Il "Gigante Gentile", dal faccione buono e rassicurante, è un insolito sestetto uscito di scena troppo presto per le potenzialità espresse soprattutto nei primi lavori. Sorretta dalla versalità artistica dei fratelli Shulmann, la band incide almeno due grandi dischi come "Gentle Giant" e "Octopus", riscontrando un discreto successo di pubblico (Italia inclusa) e conquistando buona parte della critica più intransigente.

 

L'album d'esordio, come spesso accade per le formazioni aderenti a questo filone musicale, dimostra di essere tecnicamente ineccepibile, ibrido interessante di variegati gusti musicali che vanno dal rock al folk con sfumature di musica classica e jazz. I Gentle Giant passano alla storia anche per le insolite stravaganze vocali (spesso cantano a cappella), che intrecciate alle dissonanze strumentali, colorano le composizioni di qualcosa di unico.

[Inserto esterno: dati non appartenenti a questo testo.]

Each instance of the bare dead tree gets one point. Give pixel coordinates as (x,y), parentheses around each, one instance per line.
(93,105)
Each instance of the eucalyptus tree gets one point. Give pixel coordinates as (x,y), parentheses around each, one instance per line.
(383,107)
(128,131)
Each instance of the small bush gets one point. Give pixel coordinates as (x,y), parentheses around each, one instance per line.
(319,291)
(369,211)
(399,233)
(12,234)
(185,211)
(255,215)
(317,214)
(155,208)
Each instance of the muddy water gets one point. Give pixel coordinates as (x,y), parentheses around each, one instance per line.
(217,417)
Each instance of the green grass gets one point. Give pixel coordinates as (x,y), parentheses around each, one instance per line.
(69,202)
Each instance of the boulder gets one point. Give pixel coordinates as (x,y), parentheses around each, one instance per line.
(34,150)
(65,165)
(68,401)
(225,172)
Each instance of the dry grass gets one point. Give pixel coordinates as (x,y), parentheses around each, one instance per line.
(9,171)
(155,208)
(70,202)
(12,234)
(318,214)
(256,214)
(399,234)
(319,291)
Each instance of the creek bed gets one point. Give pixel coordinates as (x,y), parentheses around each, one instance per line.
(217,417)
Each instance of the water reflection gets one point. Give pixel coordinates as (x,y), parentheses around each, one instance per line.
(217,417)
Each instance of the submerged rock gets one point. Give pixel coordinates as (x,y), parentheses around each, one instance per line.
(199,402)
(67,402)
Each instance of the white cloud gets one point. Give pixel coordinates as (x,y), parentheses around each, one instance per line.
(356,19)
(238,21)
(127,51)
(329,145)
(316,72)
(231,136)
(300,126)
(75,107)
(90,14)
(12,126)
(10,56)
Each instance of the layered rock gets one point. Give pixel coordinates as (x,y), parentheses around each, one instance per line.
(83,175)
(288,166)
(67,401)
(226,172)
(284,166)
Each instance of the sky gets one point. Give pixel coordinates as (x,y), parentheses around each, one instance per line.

 Ben riuscite anche le sovrapposizioni di sassofono, tromba e violino soprattutto nella prima traccia "Giant" ed in "Alucard". Ma non sfigurano le canzoni  più rockeggianti con soli alla Hendrix, ed acustiche: all'ipnotica "Nothing at all" spetta lo scettro di miglior canzone del disco, all'elegante  "Funny ways", composta un anno dopo la crimsoniana "Epitaph", il titolo di prog-ballad dell'album.

 

Ottimo disco quindi, privo di sbavature ed  in perfetto equilibrio fra complessità stilistica e facilità di ascolto: condizione mai più raggiunta dalla band negli anni a seguire, quando nella ricerca di uno stile elaborato fino all'esasperazione, finisce per andare decisamente fuori rotta.